[R] Suggestion for big files [was: Re: A comment about R:]

Sun Jan 8 20:25:08 CET 2006

[Martin Maechler]

>    FrPi> Suppose the file (or tape) holds N records (N is not known
>    FrPi> in advance), from which we want a sample of M records at
>    FrPi> most. [...] If the algorithm is carefully designed, when
>    FrPi> the last (N'th) record of the file will have been processed
>    FrPi> this way, we may then have M records randomly selected from
>    FrPi> N records, in such a a way that each of the N records had an
>    FrPi> equal probability to end up in the selection of M records.  I
>    FrPi> may seek out for details if needed.

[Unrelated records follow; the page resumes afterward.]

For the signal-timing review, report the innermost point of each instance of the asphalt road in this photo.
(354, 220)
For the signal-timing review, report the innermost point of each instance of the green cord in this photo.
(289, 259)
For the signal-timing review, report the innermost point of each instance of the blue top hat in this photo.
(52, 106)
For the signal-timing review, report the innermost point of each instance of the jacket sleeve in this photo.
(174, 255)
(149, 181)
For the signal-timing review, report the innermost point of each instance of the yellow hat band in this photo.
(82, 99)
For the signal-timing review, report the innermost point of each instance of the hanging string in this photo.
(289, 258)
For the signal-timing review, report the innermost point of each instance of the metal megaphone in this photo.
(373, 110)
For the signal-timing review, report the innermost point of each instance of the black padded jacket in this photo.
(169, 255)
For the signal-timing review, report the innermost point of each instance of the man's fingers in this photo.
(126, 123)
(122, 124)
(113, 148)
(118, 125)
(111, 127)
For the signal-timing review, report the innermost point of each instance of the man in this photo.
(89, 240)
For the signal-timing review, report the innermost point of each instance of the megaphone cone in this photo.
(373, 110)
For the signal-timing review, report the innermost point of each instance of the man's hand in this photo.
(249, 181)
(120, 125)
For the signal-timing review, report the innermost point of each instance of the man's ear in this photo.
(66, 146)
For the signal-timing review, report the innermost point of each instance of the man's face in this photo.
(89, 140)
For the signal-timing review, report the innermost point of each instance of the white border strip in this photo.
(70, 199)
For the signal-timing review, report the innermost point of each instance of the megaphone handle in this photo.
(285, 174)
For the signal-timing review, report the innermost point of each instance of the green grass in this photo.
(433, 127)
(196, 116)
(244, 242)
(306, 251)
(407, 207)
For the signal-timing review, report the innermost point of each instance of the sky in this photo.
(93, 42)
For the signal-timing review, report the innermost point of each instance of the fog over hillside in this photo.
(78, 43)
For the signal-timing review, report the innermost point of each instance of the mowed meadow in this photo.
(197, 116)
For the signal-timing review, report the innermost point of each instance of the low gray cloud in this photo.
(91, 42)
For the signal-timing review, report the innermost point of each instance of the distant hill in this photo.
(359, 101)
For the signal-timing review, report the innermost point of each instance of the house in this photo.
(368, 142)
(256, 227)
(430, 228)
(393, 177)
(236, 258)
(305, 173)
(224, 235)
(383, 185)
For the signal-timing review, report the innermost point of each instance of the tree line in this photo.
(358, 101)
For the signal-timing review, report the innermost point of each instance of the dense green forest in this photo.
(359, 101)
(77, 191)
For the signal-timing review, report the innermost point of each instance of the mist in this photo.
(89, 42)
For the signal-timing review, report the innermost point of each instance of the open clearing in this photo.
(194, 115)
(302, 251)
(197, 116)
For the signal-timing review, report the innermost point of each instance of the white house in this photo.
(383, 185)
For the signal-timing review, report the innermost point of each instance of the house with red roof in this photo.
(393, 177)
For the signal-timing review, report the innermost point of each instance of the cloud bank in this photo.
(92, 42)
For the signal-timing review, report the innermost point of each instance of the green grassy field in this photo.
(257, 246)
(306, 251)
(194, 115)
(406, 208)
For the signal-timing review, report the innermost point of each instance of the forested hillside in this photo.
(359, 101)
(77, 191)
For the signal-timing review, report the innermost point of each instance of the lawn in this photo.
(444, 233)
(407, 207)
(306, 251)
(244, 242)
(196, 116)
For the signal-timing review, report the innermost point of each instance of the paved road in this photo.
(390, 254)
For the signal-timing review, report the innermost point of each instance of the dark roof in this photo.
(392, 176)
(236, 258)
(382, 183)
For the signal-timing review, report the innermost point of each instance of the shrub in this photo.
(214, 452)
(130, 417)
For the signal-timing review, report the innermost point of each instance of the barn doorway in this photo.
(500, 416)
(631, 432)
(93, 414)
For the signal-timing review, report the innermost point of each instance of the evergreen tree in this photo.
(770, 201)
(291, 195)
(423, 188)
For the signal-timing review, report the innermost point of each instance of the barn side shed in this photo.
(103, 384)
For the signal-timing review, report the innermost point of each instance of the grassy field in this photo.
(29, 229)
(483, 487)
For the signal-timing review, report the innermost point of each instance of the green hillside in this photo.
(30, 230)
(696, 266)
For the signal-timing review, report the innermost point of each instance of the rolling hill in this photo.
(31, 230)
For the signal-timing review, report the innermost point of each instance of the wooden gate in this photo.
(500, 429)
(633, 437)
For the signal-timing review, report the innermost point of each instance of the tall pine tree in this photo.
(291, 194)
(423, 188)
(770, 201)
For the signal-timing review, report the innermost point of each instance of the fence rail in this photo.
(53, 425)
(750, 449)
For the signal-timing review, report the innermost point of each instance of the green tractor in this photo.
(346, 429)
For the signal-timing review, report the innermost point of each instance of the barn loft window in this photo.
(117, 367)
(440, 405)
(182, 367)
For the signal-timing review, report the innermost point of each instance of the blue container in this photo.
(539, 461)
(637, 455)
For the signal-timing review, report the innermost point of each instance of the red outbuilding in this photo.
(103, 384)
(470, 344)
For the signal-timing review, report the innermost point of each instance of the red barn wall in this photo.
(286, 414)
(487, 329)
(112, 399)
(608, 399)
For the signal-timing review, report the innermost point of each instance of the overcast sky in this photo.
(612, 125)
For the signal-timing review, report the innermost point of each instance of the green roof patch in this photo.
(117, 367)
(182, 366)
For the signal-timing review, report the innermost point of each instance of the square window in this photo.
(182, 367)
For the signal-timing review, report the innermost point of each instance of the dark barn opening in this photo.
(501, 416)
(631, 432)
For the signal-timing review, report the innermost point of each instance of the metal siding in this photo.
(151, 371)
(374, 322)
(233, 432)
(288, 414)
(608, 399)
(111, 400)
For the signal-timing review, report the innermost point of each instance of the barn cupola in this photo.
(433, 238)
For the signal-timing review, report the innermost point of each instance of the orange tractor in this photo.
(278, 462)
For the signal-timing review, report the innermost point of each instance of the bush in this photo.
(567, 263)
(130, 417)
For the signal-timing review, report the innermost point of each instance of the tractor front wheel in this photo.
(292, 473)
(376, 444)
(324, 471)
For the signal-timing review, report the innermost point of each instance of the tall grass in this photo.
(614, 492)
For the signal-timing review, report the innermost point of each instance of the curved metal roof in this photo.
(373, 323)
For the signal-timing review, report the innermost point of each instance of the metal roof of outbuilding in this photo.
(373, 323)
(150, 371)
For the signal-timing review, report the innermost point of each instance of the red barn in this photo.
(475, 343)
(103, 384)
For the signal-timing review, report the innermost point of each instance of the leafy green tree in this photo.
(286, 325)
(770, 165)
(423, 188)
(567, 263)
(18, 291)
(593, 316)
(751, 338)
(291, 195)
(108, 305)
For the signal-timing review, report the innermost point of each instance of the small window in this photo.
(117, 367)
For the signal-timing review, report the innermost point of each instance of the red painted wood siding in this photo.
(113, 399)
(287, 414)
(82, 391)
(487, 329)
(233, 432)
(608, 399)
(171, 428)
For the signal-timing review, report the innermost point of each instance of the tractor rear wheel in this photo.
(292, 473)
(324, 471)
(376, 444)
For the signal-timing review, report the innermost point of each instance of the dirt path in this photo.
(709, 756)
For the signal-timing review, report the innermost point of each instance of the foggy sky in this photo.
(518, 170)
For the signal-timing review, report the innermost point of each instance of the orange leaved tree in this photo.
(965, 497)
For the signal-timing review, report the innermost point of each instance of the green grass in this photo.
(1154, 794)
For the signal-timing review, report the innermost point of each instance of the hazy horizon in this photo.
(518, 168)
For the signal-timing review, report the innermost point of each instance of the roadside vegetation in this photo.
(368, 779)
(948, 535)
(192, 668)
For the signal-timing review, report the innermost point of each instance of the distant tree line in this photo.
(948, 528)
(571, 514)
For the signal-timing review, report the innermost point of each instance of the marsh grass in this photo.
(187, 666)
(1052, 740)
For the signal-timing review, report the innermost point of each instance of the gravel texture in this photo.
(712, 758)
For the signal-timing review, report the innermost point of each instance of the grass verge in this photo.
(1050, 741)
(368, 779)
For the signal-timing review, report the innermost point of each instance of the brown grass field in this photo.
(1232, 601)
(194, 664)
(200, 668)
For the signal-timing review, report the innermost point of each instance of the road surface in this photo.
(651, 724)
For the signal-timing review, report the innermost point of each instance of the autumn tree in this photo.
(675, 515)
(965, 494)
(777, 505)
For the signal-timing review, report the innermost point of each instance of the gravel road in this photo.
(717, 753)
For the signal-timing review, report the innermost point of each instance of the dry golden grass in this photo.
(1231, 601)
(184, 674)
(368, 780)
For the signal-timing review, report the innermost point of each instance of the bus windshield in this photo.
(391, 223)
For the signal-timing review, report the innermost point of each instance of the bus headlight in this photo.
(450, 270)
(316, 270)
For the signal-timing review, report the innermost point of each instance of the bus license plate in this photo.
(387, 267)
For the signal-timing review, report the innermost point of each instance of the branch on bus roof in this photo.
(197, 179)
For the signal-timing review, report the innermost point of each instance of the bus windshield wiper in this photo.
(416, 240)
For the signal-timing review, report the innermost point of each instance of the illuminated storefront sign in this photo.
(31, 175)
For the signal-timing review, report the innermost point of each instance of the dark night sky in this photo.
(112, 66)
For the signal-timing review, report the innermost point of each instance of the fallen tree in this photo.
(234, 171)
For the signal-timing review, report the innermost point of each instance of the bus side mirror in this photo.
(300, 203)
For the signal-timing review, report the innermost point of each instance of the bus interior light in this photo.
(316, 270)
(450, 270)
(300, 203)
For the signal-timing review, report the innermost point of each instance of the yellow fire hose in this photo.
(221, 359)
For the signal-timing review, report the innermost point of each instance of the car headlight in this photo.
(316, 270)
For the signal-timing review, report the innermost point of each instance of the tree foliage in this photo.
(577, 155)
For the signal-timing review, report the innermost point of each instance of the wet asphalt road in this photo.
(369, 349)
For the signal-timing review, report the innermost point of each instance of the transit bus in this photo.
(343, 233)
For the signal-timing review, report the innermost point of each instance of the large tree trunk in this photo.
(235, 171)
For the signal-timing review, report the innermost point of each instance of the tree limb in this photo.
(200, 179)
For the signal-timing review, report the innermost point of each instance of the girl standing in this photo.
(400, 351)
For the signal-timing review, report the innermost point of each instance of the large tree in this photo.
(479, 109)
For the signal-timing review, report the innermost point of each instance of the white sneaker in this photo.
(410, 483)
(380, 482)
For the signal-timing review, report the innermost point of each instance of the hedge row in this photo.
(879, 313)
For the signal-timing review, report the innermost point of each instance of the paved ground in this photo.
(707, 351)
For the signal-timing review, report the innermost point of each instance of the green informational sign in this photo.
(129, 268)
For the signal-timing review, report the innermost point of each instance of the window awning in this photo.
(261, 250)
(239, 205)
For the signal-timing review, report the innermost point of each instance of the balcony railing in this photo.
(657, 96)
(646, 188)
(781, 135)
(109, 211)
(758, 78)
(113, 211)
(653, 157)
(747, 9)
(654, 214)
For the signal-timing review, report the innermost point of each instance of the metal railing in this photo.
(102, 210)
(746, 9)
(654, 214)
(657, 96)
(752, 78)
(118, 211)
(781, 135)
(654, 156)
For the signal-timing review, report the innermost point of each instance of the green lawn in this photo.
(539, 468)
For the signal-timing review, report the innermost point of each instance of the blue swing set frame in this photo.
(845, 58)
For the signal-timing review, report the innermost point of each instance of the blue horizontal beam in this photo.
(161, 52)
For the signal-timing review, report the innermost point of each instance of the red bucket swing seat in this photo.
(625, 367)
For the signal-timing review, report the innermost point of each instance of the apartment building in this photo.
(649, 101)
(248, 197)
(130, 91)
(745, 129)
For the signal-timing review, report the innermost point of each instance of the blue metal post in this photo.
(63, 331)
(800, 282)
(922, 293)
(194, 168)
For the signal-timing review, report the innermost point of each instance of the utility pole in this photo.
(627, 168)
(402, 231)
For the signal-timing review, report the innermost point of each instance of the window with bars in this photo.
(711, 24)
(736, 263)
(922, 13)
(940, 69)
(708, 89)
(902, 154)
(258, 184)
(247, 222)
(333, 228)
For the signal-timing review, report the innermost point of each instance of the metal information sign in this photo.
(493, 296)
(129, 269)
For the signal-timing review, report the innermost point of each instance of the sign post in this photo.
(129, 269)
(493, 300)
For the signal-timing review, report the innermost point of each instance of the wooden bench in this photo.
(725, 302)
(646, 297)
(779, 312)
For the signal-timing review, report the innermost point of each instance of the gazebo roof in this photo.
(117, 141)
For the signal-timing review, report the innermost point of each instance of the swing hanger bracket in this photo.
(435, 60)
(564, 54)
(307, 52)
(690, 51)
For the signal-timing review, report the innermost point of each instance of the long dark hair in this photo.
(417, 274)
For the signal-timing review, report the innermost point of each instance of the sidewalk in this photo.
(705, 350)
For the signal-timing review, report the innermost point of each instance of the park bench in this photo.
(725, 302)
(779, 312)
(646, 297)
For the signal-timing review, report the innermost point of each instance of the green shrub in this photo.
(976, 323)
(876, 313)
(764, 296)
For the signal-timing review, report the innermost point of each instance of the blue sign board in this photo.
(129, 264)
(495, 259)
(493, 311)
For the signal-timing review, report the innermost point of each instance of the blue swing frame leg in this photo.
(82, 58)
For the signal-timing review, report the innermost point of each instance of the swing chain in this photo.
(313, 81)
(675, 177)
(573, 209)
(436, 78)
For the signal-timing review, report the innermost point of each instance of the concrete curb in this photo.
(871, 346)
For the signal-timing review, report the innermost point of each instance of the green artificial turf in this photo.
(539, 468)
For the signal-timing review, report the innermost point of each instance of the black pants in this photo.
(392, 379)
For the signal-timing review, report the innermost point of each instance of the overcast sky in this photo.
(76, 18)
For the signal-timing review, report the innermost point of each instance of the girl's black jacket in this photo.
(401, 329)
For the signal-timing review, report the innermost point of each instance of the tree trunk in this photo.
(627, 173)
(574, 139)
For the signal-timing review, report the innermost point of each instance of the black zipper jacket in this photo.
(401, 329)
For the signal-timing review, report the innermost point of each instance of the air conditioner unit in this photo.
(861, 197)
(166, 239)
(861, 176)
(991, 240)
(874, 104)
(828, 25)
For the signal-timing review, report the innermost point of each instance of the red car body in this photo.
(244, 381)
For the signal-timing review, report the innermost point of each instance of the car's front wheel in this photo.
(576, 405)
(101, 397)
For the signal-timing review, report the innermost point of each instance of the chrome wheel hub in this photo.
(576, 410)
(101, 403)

>[...] I'm also intrigued about the details of the algorithm you
>outline above.

I went into my old SPSS books and related references to find it for you, 
to no avail (yet I confess I did not try very hard).  I vaguely remember 
it was related to Spearman's correlation computation: I did find notes 
about the "severe memory limitation" of this computation, but nothing 
about the implemented workaround.  I did find other sampling devices, 
but not the very one I remember having read about, many years ago.

On the other hand, Googling tells that this topic has been much studied, 
and that Vitter's algorithm Z seems to be popular nowadays (even if not 
the simplest) because it is more efficient than others.  Google found 
a copy of the paper:

   http://www.cs.duke.edu/~jsv/Papers/Vit85.Reservoir.pdf

Here is an implementation for Postgres: 

   http://svr5.postgresql.org/pgsql-patches/2004-05/msg00319.php

yet I do not find it very readable -- but this is only an opinion: I'm 
rather demanding in the area of legibility, while many or most people 
are more courageous than me! :-).

-- 
François Pinard   http://pinard.progiciels-bpi.ca